Saving the majestic big cats

There are 103 tigers in Bhutan and 3,900 tigers in the world as per WWF (Pic: DoFS/ Bhutan Tiger Centre)

Gewog Tiger Conservation Tshogpa launched



The Bhutan Center for Tigers and Department of Forests and Parks Services (DoFPS) had proposed for community-based tiger conservation fund to mitigate human-wildlife conflict which is the biggest threat in protection and conservation of tigers in Bhutan,

Community-based tiger conservation fund was officially launched on 29 July, coinciding with 12th Global Tiger Day.

The minster for agriculture and forests Yeshey Penjor officially launched the Gewog Tiger Conservation Tshogpa (GTCT) in five gewogs of Nubi, Tangsibji, Korphu and Langthel in Trongsa Dzongkhag and Chumig in Bumthang Dzongkhag.

Out of nine different species of the largest cat, three are extinct while six are endangered. The survey report of Bhutan’s nationwide tiger census reported that there are 103 Royal Bengal tigers roaming. Bhutan will have new report on tiger population by September this year.

Tigers play vital role in maintaining balanced ecosystem and stands at the top of the food chain.

Bhutan pledged to cooperate and double the population of wild tigers by 2022. Thus, Bhutan has intensified patrolling in wildlife reserves. By laws were also signed between GTCT and Tiger Quick Response Team (TQRT).

The minister also launched the standard operating procedure (SOP) book for dealing with livestock depredation cases and human-tiger conflict (HTC) emergencies.

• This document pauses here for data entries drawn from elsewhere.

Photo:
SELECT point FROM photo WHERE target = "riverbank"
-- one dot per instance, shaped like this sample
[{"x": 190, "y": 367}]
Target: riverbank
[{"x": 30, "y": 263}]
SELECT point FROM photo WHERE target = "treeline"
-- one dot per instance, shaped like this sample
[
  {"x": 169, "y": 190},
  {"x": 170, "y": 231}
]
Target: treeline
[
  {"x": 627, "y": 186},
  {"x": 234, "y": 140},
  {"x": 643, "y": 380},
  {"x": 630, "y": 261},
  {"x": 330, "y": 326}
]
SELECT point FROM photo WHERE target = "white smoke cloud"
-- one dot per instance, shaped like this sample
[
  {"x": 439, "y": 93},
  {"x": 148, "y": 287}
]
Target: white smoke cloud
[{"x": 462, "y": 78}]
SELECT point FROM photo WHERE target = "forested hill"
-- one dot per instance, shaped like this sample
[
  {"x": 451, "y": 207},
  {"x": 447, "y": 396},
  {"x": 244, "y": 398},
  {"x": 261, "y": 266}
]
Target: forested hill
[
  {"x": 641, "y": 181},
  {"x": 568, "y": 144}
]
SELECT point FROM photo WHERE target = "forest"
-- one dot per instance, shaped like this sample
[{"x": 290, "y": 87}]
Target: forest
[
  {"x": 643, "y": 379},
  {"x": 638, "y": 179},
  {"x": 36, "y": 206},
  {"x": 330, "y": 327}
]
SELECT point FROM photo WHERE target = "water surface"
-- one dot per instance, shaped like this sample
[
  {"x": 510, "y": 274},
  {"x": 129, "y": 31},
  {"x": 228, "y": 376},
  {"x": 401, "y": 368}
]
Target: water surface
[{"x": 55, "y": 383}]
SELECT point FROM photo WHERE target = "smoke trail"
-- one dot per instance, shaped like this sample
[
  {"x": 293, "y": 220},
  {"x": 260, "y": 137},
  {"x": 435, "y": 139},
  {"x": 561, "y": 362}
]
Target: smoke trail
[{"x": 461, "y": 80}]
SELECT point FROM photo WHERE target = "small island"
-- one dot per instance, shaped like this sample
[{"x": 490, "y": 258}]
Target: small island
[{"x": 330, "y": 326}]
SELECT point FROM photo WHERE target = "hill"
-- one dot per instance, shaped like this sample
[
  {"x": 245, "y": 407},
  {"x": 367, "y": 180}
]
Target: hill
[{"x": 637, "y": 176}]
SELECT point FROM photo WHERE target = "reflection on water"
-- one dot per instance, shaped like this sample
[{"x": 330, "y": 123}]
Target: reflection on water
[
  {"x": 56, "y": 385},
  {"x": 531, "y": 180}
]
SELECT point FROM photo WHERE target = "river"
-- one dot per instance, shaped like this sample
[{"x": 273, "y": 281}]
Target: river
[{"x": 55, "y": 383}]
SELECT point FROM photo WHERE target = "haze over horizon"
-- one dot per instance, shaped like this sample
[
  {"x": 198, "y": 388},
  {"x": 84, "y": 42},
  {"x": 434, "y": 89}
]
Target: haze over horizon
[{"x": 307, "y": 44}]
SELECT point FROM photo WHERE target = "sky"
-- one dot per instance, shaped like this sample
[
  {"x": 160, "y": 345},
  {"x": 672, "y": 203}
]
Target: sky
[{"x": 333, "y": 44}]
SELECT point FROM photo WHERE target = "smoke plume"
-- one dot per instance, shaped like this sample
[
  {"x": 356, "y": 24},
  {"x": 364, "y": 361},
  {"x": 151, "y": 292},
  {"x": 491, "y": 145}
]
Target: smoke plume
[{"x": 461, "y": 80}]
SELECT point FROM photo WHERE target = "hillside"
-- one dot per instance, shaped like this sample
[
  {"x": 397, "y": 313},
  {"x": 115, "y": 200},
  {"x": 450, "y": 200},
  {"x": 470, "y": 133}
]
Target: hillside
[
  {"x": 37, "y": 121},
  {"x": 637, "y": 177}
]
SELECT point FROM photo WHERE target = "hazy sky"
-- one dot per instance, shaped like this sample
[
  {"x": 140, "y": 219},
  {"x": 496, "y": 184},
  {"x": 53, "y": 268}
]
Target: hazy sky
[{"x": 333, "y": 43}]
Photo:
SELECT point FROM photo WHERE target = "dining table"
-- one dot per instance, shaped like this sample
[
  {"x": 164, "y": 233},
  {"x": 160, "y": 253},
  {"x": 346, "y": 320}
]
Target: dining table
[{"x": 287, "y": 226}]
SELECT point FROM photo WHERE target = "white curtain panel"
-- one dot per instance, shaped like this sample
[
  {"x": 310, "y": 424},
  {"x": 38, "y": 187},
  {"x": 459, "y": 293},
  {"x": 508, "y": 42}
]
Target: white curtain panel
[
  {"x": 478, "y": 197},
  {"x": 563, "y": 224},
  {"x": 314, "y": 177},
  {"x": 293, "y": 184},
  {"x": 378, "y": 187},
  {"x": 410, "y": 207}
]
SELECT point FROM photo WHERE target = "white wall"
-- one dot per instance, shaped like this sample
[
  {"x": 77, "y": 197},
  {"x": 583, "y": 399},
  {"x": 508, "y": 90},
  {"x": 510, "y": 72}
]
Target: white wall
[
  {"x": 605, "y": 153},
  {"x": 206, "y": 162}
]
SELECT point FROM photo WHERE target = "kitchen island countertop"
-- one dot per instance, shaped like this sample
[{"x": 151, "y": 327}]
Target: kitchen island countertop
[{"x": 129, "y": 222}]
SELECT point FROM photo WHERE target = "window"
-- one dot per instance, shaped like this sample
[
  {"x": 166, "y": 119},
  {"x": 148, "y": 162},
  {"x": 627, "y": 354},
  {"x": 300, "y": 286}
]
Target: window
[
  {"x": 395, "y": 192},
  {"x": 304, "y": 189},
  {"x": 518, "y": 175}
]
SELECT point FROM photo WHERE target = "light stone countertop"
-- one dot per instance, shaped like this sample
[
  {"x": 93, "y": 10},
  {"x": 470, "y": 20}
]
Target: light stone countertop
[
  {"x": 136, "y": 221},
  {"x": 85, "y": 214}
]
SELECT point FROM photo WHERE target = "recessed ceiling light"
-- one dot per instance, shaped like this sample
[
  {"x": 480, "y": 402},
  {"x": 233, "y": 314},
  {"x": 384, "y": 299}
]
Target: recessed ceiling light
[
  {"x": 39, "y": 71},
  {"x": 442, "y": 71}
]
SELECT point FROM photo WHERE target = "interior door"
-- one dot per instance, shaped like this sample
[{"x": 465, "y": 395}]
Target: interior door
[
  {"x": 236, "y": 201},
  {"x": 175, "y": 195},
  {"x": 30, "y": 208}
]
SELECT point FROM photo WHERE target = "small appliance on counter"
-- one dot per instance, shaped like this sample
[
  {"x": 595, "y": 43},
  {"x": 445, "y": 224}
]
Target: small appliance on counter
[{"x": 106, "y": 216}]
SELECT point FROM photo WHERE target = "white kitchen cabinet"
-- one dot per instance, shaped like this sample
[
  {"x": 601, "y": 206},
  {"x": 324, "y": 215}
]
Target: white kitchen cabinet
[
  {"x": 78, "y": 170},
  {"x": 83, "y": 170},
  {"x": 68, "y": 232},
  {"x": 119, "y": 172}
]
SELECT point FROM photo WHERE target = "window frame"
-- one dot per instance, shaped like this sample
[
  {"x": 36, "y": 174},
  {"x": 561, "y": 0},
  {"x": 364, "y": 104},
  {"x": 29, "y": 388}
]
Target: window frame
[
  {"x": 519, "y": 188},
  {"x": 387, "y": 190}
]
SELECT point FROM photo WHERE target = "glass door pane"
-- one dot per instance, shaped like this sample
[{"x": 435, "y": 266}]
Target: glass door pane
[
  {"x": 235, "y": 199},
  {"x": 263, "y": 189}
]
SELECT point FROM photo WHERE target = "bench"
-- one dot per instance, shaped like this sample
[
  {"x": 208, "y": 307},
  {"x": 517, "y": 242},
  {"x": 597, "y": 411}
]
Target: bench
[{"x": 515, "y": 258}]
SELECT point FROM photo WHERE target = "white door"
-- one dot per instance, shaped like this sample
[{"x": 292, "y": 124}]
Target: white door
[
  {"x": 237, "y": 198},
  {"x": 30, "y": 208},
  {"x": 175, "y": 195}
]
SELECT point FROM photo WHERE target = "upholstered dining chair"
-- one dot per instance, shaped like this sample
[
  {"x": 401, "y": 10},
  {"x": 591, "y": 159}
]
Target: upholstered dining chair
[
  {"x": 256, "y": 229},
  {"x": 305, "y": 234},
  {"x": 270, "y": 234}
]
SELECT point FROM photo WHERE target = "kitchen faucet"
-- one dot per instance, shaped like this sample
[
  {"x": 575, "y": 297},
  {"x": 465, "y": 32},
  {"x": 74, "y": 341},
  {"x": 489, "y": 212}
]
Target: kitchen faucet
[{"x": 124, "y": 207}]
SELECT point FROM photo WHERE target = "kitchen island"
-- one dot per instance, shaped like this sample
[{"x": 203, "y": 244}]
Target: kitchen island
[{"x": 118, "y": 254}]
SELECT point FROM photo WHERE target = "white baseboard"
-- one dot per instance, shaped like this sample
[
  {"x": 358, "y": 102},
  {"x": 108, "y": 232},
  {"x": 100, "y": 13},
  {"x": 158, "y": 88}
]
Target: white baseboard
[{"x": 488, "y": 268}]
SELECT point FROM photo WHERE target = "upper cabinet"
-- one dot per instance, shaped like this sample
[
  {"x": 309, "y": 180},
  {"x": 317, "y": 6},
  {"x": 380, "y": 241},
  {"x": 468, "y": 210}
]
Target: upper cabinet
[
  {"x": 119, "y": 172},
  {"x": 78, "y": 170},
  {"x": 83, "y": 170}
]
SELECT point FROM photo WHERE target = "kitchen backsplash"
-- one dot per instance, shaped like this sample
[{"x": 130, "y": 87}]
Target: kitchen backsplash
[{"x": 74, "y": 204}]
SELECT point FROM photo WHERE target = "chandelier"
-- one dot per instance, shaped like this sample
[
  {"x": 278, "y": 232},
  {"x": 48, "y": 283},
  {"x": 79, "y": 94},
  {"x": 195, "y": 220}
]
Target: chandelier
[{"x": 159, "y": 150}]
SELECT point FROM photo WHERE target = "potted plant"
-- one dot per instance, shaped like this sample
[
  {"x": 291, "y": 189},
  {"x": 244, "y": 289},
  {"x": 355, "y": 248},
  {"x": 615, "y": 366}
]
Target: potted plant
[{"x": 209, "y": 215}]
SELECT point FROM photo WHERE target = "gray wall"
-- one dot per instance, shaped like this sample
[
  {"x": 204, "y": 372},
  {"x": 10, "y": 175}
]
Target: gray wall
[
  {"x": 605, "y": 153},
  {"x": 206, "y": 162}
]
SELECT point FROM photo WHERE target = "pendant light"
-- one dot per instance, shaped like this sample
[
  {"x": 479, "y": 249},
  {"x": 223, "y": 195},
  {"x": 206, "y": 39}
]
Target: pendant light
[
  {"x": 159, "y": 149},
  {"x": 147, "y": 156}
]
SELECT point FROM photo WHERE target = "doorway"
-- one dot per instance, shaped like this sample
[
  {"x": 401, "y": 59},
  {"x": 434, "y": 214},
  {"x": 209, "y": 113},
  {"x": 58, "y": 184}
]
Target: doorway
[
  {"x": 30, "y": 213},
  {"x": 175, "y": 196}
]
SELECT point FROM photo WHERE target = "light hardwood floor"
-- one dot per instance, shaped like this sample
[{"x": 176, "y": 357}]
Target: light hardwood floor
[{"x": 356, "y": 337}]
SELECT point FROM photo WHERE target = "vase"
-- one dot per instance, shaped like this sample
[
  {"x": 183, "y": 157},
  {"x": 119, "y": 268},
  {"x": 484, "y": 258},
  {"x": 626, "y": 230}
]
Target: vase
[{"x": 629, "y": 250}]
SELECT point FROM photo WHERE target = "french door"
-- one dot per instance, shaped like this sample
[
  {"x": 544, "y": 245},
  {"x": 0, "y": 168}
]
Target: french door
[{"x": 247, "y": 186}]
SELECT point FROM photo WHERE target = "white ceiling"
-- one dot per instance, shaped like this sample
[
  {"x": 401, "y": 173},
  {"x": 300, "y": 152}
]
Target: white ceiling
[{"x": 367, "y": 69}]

It is also designed to improve conflict reporting, response, and compensation payment processing within the established GTCT By laws framework

The executive director of Bhutan Foundation handed over a support letter of additional Nu. 3 million for three gewogs in Bhutan to the minister.

GTCT was also launched in Nangkor gewog under Zhemgang Dzongkhag.

Living with one of the world’s most captivating yet powerful carnivores is no easy matter for people living in tiger-frequenting areas.

With more than 60% of rural population directly relying on livestock and crop production for livelihood and given the complexity of human- carnivore conflicts, a long-term holistic and innovative solution to the human-tiger conflict is critical to ensure the safety of our communities and their assets, wildlife, and their habitats for a long-term. 

GTCT program is intended to create a major paradigm shift in the management of human-tiger conflicts through the promotion of decentralized local governance and community ownership to resolve and manage human-tiger conflict at the grassroots.

The program is supported by UNDP GEF-LDCF and WWF Bhutan Program.